王子様とブーランジェール
『先生のしたことは、セクハラですよ!セクハラ!セクハラと暴力だ!犯罪だ!』
誰もが口に出来なかったことを、堂々と本人を目の前にして言い放つ。
しかし、それが先生の怒りを煽り、宙に浮かせられ壁に叩きつけられ…首を絞められる。
殺気立った先生の表情と、夏輝の苦しんでもがいている様子から、本当に夏輝は殺されてしまうんじゃないかと思い、私は必死で先生を止めた。
泣き叫んで狂ったんじゃないかと思うぐらい。
最悪の結果は免れたものの、私の代わりに暴力を受けた夏輝は、何も言わずに姿を消してしまう。
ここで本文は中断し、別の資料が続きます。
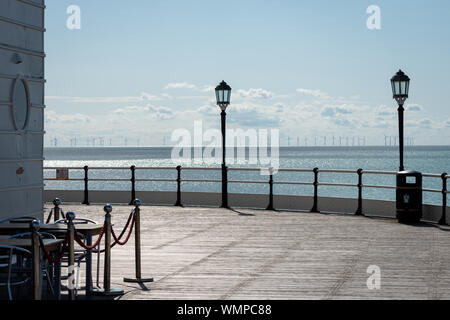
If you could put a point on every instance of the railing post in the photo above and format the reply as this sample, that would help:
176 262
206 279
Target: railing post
71 268
57 203
137 247
133 184
443 220
86 187
178 203
224 186
316 190
107 291
360 184
36 257
270 206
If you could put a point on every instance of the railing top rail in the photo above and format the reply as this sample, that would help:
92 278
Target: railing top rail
55 168
380 172
337 171
295 170
431 175
244 169
201 168
155 168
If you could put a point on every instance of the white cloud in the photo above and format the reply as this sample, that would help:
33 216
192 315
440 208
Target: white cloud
414 108
315 93
143 97
255 94
160 113
180 85
51 117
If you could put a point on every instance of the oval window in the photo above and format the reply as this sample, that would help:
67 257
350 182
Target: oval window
20 106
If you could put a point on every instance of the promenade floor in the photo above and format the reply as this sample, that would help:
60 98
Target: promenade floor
211 253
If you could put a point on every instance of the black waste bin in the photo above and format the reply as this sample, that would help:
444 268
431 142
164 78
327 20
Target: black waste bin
409 196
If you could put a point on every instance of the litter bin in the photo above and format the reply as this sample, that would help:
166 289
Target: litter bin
409 196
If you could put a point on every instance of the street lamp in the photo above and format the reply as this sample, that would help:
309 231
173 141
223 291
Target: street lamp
400 89
223 95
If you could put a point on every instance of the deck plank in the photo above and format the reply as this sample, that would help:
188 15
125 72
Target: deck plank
208 253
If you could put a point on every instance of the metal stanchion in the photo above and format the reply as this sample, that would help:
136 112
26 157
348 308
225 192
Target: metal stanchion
36 256
270 206
71 268
443 220
133 184
86 186
107 291
360 185
316 192
137 238
178 203
56 210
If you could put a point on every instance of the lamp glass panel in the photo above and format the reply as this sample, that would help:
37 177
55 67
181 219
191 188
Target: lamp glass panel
397 88
227 96
402 87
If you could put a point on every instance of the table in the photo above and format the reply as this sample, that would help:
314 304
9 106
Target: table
49 244
88 230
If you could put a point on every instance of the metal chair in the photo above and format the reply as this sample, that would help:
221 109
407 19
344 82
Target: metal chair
18 220
80 254
45 267
9 257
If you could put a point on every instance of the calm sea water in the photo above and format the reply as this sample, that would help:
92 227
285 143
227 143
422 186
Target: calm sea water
432 159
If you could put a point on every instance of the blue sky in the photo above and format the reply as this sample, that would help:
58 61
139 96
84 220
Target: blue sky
141 69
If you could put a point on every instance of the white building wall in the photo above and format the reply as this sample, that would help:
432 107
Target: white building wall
21 149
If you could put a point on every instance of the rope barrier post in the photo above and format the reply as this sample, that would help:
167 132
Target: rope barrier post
270 206
178 203
316 190
57 202
107 291
36 256
86 187
133 184
443 220
71 269
359 210
137 248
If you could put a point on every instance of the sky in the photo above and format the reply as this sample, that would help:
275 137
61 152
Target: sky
137 70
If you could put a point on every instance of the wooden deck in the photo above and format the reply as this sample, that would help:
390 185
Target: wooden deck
209 253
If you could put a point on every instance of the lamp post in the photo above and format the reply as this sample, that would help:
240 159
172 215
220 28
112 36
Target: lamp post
223 95
400 89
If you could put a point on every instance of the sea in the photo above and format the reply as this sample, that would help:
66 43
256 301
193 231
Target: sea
425 159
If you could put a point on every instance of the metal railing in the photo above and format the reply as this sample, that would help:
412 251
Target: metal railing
316 183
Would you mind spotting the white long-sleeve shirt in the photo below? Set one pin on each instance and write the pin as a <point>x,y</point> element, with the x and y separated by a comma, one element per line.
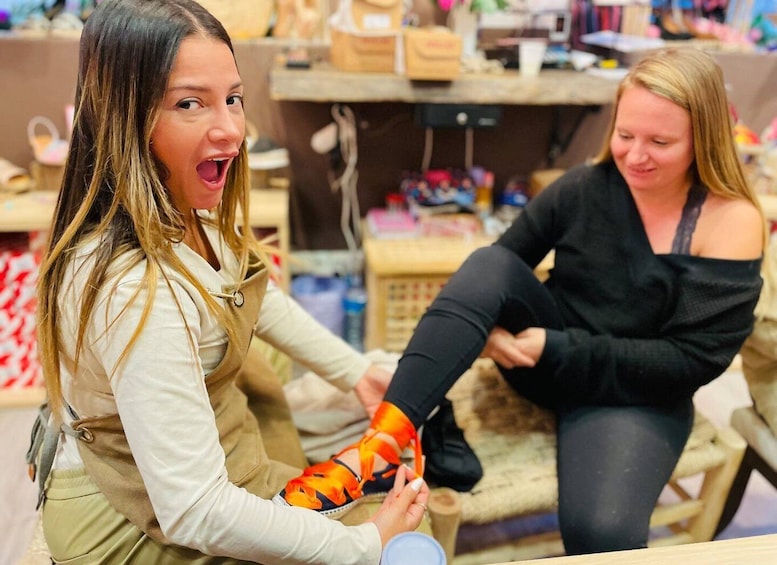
<point>159,391</point>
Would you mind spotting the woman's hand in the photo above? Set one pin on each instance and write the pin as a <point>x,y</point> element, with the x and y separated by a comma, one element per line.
<point>404,507</point>
<point>520,350</point>
<point>371,388</point>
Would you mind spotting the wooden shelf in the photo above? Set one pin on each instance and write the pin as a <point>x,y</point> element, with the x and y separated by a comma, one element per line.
<point>22,398</point>
<point>324,83</point>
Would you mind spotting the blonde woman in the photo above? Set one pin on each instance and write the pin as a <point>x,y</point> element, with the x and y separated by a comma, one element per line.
<point>658,247</point>
<point>149,295</point>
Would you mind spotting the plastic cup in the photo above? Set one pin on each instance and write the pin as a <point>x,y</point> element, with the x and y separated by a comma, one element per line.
<point>413,548</point>
<point>531,52</point>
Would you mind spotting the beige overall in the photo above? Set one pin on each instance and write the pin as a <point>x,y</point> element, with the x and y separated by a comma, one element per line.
<point>102,513</point>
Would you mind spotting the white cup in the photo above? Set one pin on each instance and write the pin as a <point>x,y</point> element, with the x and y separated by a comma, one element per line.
<point>531,52</point>
<point>413,548</point>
追いかけて校内中探したが、夏輝の姿はどこにも見当たらない。
帰りを待っていてくれた秋緒には、さっきの出来事は何も言えず、諦めて帰るしかなかった。
…でも、諦めないで探せば良かった。
まさか、あんなことになっていただなんて…。
あの事件から、3日が経つ。
…実は、翌日から夏輝は学校に来ていない。
双子の姉である秋緒は、最初は『ひどい下痢でもしたんじゃないんですか?』と言っていたが。
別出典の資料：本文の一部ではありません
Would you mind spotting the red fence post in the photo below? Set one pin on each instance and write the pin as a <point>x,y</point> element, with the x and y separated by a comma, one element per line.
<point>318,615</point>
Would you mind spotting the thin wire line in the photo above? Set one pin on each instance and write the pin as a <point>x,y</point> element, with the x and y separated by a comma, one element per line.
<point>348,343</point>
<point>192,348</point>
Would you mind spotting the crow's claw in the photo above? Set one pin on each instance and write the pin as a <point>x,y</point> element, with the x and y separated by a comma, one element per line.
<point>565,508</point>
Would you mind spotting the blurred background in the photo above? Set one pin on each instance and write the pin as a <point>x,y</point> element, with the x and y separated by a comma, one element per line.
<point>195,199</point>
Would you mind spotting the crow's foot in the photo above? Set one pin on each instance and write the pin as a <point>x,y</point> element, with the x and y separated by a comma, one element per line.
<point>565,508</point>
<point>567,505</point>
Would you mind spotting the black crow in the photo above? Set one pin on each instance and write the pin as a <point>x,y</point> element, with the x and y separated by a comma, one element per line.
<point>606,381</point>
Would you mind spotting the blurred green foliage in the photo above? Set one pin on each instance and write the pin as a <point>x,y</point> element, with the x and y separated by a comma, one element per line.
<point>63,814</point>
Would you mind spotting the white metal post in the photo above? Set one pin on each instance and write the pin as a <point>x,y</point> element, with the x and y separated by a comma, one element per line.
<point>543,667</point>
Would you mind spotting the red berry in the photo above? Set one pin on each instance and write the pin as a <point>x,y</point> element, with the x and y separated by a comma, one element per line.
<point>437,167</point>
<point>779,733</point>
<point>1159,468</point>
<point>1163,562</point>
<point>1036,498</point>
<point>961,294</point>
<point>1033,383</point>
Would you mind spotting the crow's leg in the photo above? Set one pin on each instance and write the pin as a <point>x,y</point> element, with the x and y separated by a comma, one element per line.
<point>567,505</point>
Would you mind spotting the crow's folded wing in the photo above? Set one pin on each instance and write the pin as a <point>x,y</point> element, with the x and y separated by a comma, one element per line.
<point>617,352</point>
さすがに3日目となると『…何か、頭にくる事でもあったのでしょうか…』と、言葉を変えていた。
しかし、私はわかっていた。
夏輝が休んでいる原因は、絶対あの事だ。
どうしよう。
どうしよう。
私のせいだ…。
不安が大きくのしかかってくる。
だけど、あんなこと、誰にも言えない。
この、先生を神のように崇拝しているクラスで、先生を否定しようものなら、何を言われるかわからない。
不安はますます大きくなっていく。
そして、その不安を更に増大させる、決定的なものを見てしまう。
『…えっ、何?』
『これ…ヤバくない?』
クラスの女の子たちが数人、教室の隅に集まってこそこそしている。
派手な服を着ていて、垢抜けていて可愛い…俗に言うキラキラグループの女の子たちだ。
天パ眼鏡の地味子な私とは違う、リア充な子たち。
何してんだろ。
ぐらいの感想しかなく、そのまま帰ろうとした。
その時。
そのキラキラグループの女の子の一人がこっちにやってきた。
『桃李…何か知ってる?夏輝のこと』
『えっ、何のこと…ですか?』
『…ちょっとこれ見て!』
女の子が持っていたのは、スマホだった。
先生に内緒で持ってきたの?
そして、再生された動画を見せられる。